The leader of France’s centre-right party has called for an electoral alliance with the far-right Rassemblement National ahead of snap legislative elections on June 30 that have rattled financial markets.
A pact would boost the chances of RN securing an absolute majority in the election called by President Emmanuel Macron in a shock move on Sunday.
Éric Ciotti, leader of the centre-right Les Républicains (LR), said his party needed to strike “an alliance with the RN, its candidates, with all those who identify with ideas of the right, with the values of the right”.
“I want my political family to move in this direction,” Ciotti added, calling for a force to oppose the “impotence of Macronism” and the threat from the far left.
Marine Le Pen, the far-right leader, said Ciotti had made a “courageous choice” and hailed his “sense of responsibility”.
The move is a blow to Macron’s hopes of forming a united front with the forces of the centre-left and centre-right to take on RN.
Leftwing parties have already thrashed out a preliminary pact to run a single list of candidates — including the Socialists, the Communists, the Greens and the far-left France Unbowed party, but not the president’s centrist alliance.
Investors sold French stocks for a second consecutive day on Tuesday, as markets digested the possibility that RN, which advocates tens of billions of euros of extra public spending, could take or share power following the elections.
French stocks in the Cac 40 have fallen 2.7 per cent this week, their biggest two-day decline since July 2023.
Other senior members of LR immediately rejected Ciotti’s call, suggesting the party, which has been divided on how closely to co-operate with the far right, could disintegrate in the run-up to the election.
“Following Éric Ciotti’s comments, I believe he can no longer lead our movement and must resign as chair of the party,” said Gérard Larcher, president of the Senate and a senior LR figure.
Michel Barnier, another senior figure within the Républicains and the EU’s former Brexit negotiator, also called on his party to refuse a far-right alliance. “Never, never can an alliance or pact with a populist and anti-European country be the solution,” Barnier said on X.
Macron’s allies also attacked the conservative leader’s move.
“Éric Ciotti is signing a Munich agreement and is plunging the Gaullist family in dishonour,” Gérald Darmanin, interior minister, said on X in reference to the 1938 accords France and Britain struck with Nazi Germany.
“The shame of it.
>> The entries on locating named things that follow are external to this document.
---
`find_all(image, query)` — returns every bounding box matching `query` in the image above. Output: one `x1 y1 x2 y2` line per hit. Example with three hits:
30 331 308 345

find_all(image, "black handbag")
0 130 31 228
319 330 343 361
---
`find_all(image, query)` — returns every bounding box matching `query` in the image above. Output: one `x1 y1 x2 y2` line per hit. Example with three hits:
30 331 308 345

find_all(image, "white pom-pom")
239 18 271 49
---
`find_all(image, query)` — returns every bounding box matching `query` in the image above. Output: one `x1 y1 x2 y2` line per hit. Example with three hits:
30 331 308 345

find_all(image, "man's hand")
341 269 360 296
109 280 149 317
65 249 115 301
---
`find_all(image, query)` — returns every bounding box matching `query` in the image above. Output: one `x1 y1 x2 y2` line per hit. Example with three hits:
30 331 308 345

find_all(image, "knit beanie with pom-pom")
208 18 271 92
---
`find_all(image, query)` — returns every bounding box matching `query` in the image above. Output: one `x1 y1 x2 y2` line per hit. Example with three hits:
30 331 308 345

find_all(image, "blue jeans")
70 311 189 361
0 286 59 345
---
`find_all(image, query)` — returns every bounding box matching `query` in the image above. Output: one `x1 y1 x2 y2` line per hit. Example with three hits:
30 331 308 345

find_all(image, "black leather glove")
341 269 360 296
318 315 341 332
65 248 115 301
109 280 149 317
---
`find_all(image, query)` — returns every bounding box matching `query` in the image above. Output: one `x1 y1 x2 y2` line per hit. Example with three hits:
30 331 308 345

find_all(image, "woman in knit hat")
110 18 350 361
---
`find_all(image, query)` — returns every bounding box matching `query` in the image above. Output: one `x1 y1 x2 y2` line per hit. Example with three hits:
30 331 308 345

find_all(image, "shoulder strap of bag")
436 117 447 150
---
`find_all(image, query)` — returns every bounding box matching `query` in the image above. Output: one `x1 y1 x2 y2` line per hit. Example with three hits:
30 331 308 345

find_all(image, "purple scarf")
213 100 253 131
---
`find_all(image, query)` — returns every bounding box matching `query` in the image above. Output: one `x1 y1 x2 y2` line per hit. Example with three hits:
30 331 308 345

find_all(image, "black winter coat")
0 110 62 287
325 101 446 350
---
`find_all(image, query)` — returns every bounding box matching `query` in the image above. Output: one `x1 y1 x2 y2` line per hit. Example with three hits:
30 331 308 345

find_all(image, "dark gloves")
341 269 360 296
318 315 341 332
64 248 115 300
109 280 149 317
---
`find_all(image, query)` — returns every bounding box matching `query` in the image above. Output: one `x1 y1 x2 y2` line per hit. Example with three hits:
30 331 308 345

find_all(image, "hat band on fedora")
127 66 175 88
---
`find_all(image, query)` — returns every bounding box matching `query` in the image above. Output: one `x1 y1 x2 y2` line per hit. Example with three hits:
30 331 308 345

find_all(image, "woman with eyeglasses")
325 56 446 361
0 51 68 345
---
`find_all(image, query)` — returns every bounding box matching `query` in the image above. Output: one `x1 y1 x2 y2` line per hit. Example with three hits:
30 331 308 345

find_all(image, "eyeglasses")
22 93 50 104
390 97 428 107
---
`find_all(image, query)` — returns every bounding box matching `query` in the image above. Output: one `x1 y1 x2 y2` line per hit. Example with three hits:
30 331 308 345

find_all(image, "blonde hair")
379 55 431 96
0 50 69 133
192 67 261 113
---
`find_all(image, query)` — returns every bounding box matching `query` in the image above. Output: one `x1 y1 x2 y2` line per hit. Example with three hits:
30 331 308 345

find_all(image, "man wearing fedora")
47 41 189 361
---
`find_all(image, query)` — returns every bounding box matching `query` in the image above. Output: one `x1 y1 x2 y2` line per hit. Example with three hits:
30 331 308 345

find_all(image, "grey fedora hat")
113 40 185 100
People of France, wake up!”
Macron’s unexpected decision to call a snap election, to be held in two rounds on June 30 and July 7, followed his party’s drubbing in European elections on Sunday by RN, which echoed success for the far right elsewhere in Europe.
The RN’s leader and Le Pen protégé, 28-year-old Jordan Bardella, has also reached out to members of another far-right group, meeting with lawmaker Marion Maréchal on Monday to discuss options. Maréchal, Le Pen’s niece, left her aunt’s party to join far-right rival Reconquête.
“I’ve had a number of discussions with people who are not from my political family,” Bardella told RTL radio on Tuesday, adding that these included senior Républicains figures who were keen to join him.
If just half of LR’s 57 MPs allied with RN, the far right could be on the cusp of an absolute majority, which requires 289 seats. A Toluna Harris Interactive poll forecast the RN could win between 235 and 265 seats.
Tuesday’s market moves came after the Europe 1 radio station reported that Macron had discussed resigning if he suffered another heavy defeat in the two-round election to parliament.
A person close to the president said the rumours were unfounded.
Macron has pushed back a press conference planned for Tuesday until Wednesday.